Geçen haftanın gündemini oluşturan, Galatasaraylı Marcao’nun Kerem’e kaba tabirle meydan dayağı atmasından daha fazla, Fatih Terim ve başkan Burak Elmas’ın tavrı benim için daha önemliydi gerçekten.

Yemin ederim ki, ben Fatih Terim’in basın toplantısında söylediklerinin, olayın sıcaklığı nedeniyle ve de o an için tansiyonu düşürmek adına olduğunu düşünmüştüm. Hemen ertesi gün, Kerem’i de yanına alarak bir basın toplantısı düzenleyerek Marcao’ya hak ettiklerini söylemesini, ayrıca da ilk uçağa biletinin kesilmesini sağlayacağını beklemiştim.

Başkan Burak Elmas’ın da yönetimi acilen toplayarak, tüm dünyaya örnek oluşturacak kararlar alacağını sanmıştım.

Ancak maalesef bu olmadı. Terim, olayın soğumasını sağlamak amacıyla, Marcao’ya takımdan ayrı çalışmasını sağladı. Başkan Burak Elmas da, kulüp televizyonuna yaptığı açıklamada, kulüp içi disiplin talimatından bahsedip olayı tasvip etmediklerini, Marcao’dan savunma istediklerini ve sadece kendi hevesleri için Galatasaray’da alınması istenen aksiyonların kimse tarafından Galatasaray’a dikta edemeyeceğini ifade etti.

Yahu sevgili başkan, neyin savunması bu? Hangi şart ve koşul, bir futbolcunun kendisinden yaşça daha küçük bir futbolcuyu sahanın orta yerinde, kafa atıp yumruklamasına nedendir? Böyle bir tablonun ortaya çıkması, ekonomik anlamında ne kadar zorluk oluşturursa oluştursun o vakanın kahramanının ipinin çekilmesini gerektirmez mi? Türk futbolunun kilometre taşlarından biri olan Galatasaray camiası ve yönetiminin, böylesine kritik bir olayda radikal davranması beklenmez mi? Fatih Terim gibi öfke ve agrasyonu örneklerle sabit ikonik bir teknik direktörün, böylesine bir olayda, bu denli ‘zevahiri kurtaran’ bir tavır takınması nasıl açıklanabilir?

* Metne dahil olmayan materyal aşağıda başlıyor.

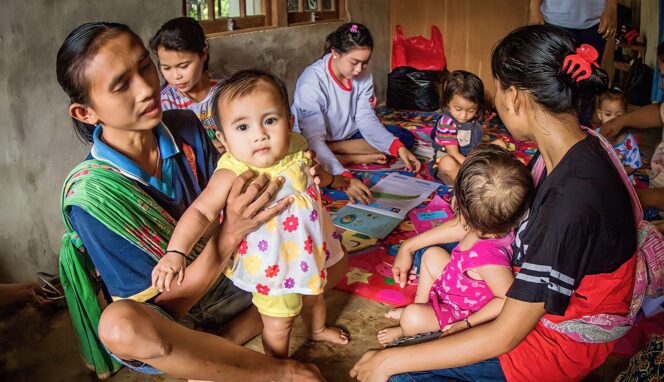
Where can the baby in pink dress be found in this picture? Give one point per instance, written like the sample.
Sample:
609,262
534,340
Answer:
456,291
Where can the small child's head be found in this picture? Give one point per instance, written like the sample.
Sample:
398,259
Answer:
182,50
463,96
253,119
351,46
610,104
493,190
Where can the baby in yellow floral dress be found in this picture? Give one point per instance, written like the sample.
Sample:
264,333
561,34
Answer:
284,263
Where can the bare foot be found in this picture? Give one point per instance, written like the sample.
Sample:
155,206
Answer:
348,159
394,314
388,335
333,334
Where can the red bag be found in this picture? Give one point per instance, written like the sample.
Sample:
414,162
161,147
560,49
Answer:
418,52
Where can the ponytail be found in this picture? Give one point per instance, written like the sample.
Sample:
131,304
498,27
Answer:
71,63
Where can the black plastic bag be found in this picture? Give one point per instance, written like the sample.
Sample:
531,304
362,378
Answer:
638,83
412,89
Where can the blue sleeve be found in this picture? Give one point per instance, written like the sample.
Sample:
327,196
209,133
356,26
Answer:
125,269
373,131
632,155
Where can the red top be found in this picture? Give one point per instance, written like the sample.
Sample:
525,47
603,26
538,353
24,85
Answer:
546,355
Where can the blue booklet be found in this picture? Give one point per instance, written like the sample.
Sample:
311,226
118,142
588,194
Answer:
394,196
367,222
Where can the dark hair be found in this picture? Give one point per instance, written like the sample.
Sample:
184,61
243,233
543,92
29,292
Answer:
181,34
348,37
245,82
612,95
493,190
466,85
531,58
80,46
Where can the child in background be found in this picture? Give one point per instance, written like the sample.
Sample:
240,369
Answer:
182,51
611,104
493,191
284,263
458,130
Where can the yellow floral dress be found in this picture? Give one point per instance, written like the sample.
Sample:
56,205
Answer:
290,253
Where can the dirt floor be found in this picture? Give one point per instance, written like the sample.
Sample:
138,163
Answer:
40,346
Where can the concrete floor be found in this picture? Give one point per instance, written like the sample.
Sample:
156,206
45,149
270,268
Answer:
40,346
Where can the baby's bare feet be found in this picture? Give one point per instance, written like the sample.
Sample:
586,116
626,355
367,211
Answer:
332,334
388,335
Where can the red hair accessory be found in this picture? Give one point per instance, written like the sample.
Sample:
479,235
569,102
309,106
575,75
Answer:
583,59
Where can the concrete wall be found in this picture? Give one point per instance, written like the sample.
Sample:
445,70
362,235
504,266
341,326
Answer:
37,144
650,29
470,28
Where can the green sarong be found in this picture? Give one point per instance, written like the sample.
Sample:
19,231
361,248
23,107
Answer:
124,208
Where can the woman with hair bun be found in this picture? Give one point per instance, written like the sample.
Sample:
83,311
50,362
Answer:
573,255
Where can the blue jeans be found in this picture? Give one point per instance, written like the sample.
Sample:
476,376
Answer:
405,136
219,305
484,371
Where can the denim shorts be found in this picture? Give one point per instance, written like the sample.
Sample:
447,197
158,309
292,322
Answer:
218,306
484,371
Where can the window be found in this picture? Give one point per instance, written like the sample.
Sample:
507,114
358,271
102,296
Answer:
223,15
220,15
300,11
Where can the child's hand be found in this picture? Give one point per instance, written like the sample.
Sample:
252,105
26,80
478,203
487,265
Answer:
322,178
402,264
460,158
166,269
412,163
356,191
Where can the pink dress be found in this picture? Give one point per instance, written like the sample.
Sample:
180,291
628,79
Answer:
455,296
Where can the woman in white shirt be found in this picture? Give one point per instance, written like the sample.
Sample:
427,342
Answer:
333,105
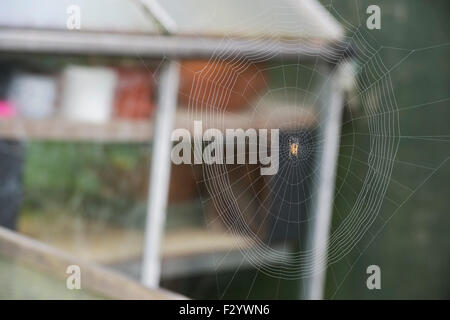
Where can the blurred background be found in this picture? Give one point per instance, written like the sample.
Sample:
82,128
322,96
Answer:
84,188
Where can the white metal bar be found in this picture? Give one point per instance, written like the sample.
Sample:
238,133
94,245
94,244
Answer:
160,174
318,231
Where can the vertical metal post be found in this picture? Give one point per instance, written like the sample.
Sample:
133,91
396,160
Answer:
318,231
160,173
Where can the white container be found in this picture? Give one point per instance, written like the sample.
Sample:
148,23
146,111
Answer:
33,94
88,93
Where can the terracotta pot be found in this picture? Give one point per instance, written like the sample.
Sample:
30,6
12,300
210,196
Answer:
134,93
224,86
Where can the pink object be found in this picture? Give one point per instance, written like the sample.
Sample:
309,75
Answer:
7,110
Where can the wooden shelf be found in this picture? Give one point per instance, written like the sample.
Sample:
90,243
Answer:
118,130
23,258
184,251
160,46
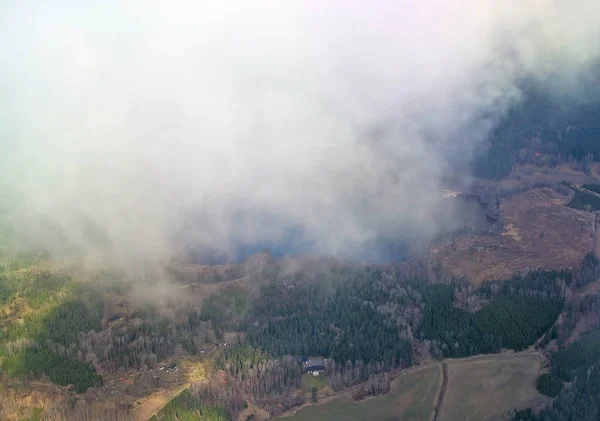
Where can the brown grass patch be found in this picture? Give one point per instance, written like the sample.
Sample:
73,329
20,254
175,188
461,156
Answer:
540,233
484,388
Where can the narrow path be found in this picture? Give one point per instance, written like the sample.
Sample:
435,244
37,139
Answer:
155,403
440,403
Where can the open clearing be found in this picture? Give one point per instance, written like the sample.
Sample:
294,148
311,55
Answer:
481,388
539,232
413,398
484,388
155,403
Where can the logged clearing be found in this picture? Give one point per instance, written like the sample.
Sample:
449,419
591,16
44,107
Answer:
540,232
155,403
413,398
484,388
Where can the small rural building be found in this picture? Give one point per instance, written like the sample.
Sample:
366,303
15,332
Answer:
314,365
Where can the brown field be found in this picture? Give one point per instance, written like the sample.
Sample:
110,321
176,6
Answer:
484,388
413,398
155,403
539,232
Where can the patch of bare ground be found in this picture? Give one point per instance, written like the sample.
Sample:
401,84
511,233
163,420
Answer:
485,387
540,232
155,403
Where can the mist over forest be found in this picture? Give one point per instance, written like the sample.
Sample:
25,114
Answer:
141,131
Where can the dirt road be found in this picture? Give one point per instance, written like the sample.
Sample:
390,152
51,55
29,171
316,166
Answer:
155,403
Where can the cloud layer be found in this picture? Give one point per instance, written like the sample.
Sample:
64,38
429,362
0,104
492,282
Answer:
130,129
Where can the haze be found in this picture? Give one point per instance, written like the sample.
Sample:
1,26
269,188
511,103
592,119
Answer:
133,130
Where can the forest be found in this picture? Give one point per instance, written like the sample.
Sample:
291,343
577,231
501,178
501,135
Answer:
542,124
577,363
189,407
513,322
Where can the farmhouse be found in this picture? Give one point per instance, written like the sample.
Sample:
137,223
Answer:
313,366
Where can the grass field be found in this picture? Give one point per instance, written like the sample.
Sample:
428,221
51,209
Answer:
412,398
483,388
311,381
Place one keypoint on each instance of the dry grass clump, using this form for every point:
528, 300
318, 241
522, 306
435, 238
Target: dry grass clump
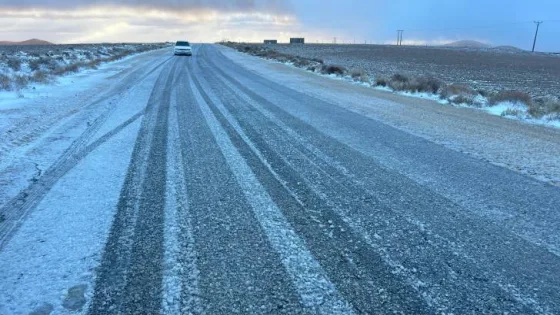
359, 75
427, 84
545, 106
14, 63
381, 81
510, 96
5, 82
20, 81
333, 69
40, 77
458, 94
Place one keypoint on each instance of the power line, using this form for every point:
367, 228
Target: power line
476, 27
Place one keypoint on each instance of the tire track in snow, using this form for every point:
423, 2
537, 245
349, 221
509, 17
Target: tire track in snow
457, 257
15, 210
113, 275
180, 274
315, 289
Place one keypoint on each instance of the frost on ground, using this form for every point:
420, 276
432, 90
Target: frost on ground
524, 148
493, 99
20, 66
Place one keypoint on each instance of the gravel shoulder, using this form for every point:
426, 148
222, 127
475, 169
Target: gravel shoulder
528, 149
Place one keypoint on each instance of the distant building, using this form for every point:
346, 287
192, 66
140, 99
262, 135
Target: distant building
297, 40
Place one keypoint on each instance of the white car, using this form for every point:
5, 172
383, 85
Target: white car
182, 48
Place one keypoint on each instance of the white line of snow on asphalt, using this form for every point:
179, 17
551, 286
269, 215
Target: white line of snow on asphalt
315, 289
179, 256
60, 243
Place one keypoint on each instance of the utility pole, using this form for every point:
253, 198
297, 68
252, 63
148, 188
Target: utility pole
536, 33
399, 37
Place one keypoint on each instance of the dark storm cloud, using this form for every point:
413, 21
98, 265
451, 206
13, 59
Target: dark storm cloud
219, 5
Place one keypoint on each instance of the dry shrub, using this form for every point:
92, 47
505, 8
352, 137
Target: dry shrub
333, 69
94, 63
359, 75
462, 99
399, 82
510, 96
71, 68
426, 84
5, 82
20, 81
14, 63
544, 106
512, 112
40, 77
381, 81
318, 60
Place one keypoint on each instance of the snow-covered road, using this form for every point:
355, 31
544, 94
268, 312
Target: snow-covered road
223, 184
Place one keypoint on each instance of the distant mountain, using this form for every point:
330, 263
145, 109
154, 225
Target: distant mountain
33, 41
511, 49
467, 44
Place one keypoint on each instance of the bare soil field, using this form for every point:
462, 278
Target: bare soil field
486, 69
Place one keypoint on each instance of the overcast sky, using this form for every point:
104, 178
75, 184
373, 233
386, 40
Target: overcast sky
497, 22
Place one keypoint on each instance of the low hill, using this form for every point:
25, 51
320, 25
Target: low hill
28, 42
467, 44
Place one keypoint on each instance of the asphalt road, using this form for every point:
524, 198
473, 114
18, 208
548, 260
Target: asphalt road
233, 204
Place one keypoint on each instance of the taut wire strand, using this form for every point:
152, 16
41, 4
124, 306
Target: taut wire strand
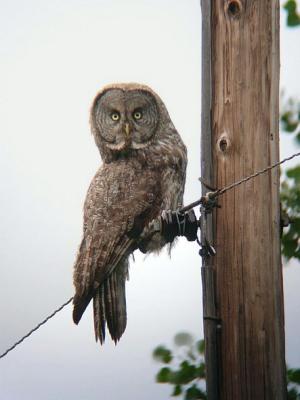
36, 328
202, 200
219, 192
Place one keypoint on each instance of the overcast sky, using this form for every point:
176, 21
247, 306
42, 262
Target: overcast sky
55, 56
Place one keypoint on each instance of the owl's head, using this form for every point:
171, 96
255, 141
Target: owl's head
125, 117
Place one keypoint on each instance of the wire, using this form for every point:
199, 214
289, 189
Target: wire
219, 192
36, 328
202, 200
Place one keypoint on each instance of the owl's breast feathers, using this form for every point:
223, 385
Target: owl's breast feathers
124, 196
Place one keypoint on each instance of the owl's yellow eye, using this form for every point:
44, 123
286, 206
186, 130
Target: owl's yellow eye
115, 116
137, 115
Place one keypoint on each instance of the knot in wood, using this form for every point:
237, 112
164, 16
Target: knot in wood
233, 8
223, 144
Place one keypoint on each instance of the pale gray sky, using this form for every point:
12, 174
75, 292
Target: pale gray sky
55, 56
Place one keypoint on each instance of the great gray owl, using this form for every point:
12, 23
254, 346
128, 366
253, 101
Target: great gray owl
143, 173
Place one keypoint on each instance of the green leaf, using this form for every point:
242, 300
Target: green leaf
162, 354
293, 394
183, 339
184, 375
163, 375
193, 393
177, 391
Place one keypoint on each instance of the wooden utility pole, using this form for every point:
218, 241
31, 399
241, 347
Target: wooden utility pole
243, 296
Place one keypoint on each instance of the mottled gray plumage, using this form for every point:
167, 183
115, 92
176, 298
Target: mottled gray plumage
143, 173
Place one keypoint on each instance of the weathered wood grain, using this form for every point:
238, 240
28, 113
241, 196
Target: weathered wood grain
244, 122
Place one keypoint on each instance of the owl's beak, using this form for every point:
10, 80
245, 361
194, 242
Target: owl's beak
127, 130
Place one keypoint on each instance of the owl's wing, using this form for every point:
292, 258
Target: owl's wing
120, 202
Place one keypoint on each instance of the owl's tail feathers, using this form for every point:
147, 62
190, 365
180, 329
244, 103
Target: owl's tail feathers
80, 304
110, 305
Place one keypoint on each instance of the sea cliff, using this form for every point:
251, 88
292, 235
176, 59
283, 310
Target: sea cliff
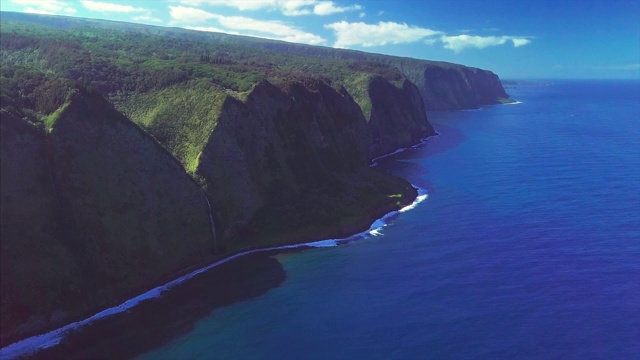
122, 171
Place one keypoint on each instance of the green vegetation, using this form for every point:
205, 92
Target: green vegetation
181, 116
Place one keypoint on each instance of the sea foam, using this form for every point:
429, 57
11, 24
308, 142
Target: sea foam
38, 342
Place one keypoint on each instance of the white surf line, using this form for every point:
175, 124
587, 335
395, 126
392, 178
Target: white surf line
374, 161
35, 343
38, 342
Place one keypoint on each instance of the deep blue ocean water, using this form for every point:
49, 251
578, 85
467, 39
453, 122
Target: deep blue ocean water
528, 247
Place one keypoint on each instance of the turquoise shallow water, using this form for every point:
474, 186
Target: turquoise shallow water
527, 247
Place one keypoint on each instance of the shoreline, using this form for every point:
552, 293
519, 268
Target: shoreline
33, 344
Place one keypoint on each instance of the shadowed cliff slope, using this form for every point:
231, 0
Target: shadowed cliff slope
113, 133
93, 210
239, 61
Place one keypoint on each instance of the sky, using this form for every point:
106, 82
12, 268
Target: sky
516, 39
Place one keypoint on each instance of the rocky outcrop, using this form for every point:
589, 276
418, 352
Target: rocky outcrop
268, 156
398, 117
93, 211
460, 87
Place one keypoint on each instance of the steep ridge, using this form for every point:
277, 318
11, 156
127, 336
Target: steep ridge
443, 86
294, 149
93, 211
96, 207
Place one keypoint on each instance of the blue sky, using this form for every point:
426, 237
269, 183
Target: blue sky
515, 39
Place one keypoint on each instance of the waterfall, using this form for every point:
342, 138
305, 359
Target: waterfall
213, 226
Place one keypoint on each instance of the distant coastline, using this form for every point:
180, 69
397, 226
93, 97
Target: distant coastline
34, 344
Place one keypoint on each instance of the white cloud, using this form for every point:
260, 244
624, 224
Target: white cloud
458, 43
189, 15
517, 42
382, 33
273, 29
110, 7
286, 7
50, 7
329, 7
31, 10
147, 18
241, 25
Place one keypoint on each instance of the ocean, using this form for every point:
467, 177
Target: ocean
527, 247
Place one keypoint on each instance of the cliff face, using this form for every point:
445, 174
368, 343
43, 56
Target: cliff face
456, 88
398, 117
283, 144
93, 211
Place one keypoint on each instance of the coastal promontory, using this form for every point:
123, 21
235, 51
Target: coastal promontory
131, 153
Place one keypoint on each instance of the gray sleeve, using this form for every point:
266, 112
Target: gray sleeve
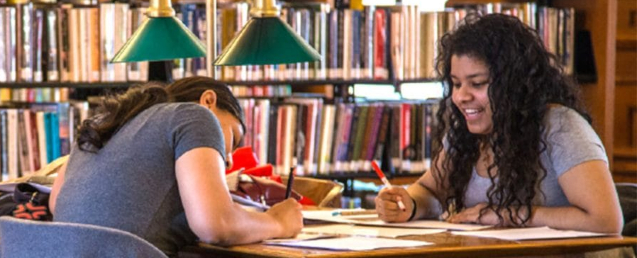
571, 140
194, 126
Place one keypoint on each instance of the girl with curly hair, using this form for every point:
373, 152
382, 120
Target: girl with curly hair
152, 162
516, 147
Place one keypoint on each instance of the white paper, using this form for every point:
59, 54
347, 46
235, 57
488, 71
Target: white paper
529, 233
300, 237
373, 220
347, 229
353, 243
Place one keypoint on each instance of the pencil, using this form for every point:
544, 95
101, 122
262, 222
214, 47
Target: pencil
288, 189
380, 174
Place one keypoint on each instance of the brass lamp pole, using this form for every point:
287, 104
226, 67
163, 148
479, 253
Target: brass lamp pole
265, 39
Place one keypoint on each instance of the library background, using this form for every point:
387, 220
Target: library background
371, 96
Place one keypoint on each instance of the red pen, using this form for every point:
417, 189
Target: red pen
382, 177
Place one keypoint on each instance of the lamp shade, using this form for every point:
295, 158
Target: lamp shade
266, 40
160, 38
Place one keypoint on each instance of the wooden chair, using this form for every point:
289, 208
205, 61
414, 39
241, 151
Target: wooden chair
27, 238
325, 193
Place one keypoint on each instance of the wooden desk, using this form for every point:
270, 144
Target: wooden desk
445, 245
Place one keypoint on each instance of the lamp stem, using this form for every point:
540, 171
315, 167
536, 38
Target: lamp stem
160, 8
211, 37
264, 8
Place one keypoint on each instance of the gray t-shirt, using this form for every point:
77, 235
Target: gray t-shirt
130, 183
570, 141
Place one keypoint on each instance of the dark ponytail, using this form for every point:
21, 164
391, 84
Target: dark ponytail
116, 110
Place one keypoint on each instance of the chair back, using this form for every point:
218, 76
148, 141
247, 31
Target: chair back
325, 193
26, 238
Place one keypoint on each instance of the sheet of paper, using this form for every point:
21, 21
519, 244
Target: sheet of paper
300, 237
373, 220
348, 229
355, 243
529, 233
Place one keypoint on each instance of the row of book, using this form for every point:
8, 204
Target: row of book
340, 138
36, 134
63, 42
397, 42
39, 94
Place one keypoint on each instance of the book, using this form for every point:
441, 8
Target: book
13, 144
4, 145
63, 41
136, 71
326, 139
381, 44
25, 42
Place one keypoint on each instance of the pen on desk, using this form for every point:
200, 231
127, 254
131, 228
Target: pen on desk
380, 174
288, 189
353, 212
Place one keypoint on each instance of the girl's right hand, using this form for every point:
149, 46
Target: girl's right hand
288, 214
387, 204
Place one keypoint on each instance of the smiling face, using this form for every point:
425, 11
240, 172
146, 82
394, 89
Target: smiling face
470, 78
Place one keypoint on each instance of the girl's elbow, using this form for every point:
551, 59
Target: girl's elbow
613, 224
218, 234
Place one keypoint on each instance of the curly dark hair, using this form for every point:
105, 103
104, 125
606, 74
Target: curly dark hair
115, 110
524, 80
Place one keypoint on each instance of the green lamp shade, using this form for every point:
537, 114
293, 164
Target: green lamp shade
160, 38
266, 40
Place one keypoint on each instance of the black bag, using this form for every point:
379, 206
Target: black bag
30, 203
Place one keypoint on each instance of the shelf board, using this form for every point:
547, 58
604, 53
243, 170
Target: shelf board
103, 85
74, 85
362, 175
324, 82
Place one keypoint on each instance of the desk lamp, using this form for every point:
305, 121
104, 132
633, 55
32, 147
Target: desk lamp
265, 39
160, 37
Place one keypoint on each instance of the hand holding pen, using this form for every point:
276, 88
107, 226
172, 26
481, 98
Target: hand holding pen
382, 177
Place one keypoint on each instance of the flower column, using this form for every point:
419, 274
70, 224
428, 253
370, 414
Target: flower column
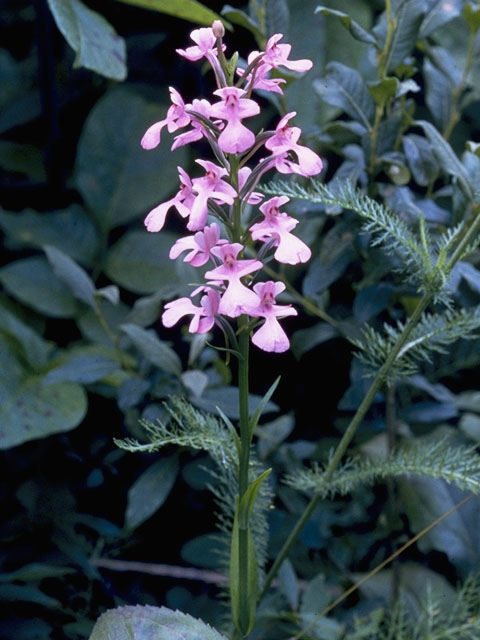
224, 191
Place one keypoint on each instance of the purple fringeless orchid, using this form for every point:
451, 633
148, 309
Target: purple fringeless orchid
232, 285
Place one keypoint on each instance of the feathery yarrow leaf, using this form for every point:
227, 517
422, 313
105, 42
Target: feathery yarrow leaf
432, 334
458, 465
187, 427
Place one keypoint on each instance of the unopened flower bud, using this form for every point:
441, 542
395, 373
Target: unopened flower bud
218, 29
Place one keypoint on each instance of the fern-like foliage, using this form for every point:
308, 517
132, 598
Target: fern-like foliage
431, 335
459, 621
385, 226
458, 465
188, 427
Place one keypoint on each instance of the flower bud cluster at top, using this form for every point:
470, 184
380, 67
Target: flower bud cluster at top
226, 189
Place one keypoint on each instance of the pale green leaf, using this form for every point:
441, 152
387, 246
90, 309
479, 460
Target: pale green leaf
187, 9
96, 44
119, 180
153, 349
151, 623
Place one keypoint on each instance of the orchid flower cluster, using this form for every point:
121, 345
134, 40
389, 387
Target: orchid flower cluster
226, 191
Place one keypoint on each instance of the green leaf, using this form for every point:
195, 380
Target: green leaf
353, 27
383, 91
76, 278
421, 160
33, 348
408, 17
440, 14
33, 282
439, 94
95, 42
153, 349
119, 180
83, 365
446, 156
151, 623
244, 619
150, 490
30, 410
138, 262
70, 230
345, 88
187, 9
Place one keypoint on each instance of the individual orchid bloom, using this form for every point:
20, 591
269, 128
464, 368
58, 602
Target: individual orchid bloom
276, 55
198, 131
260, 75
199, 246
270, 336
284, 141
210, 186
206, 45
182, 202
177, 118
277, 225
235, 137
236, 295
203, 316
243, 174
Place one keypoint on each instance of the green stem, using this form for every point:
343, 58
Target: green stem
348, 435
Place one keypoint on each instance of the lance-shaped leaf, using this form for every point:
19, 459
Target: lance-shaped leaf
151, 623
344, 87
358, 32
94, 40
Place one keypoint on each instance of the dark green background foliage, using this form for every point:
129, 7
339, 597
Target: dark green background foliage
84, 356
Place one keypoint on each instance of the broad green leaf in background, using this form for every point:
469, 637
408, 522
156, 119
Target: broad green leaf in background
408, 17
150, 490
155, 350
119, 180
187, 9
30, 410
33, 282
33, 348
345, 88
446, 156
138, 262
353, 27
151, 623
84, 364
70, 230
76, 278
96, 44
440, 14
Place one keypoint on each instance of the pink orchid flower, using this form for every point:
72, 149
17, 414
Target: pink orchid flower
206, 45
210, 186
270, 336
236, 295
276, 55
199, 246
177, 118
277, 225
203, 316
261, 80
182, 202
197, 132
235, 138
284, 141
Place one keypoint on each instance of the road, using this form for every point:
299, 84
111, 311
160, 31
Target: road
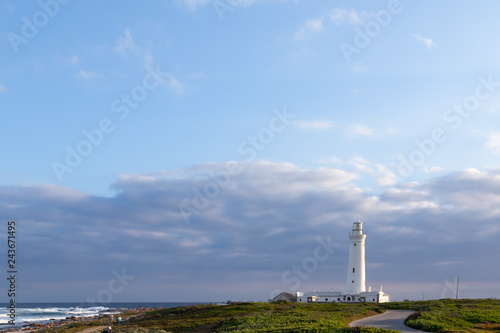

Yukarıdaki sorular dizinine daha bir sürü ekleme yapabilirim. Ancak neye yarar ki, Galatasaray anlaşılan o ki, bu durumu basit ve de sıradan bir biçimde kapatacak. Muhtemelen 120 bin EURO ceza ve TFF’nin vereceği PFDK cezasıyla olay geçiştirilecek.

Yani, Marcao efendi Brezilya’dan gelip benim ülkemde çuvalla para kazanacak ve benim vatanımın genç bir evladını milyonların önünde dövecek. Tıpkı yine Galatasaray’da ve yine Brezilyalı Melo’nun İtalyan Riera’yı dövmesi gibi kapanıp gidecek.

Bu hadiseyi bir Türk futbolcu başka bir ülkede yapsa, bir kazığa oturtmadıkları kalır. İngiltere Türkiye maçında, Alpay Özalan’ın tamamen oyunun gerginliğinde Beckham’a kaçırdığı penaltı sonrası yaptığı hareket hafızalarımızdadır. Alpay’ın Ada’daki futbol hayatına maloldu. Üstelik de, eylem bu olayın binde biri bile değildi…

Vah, vah, vah. Gerçekten vah, vah, vah…

Hoşçakalın…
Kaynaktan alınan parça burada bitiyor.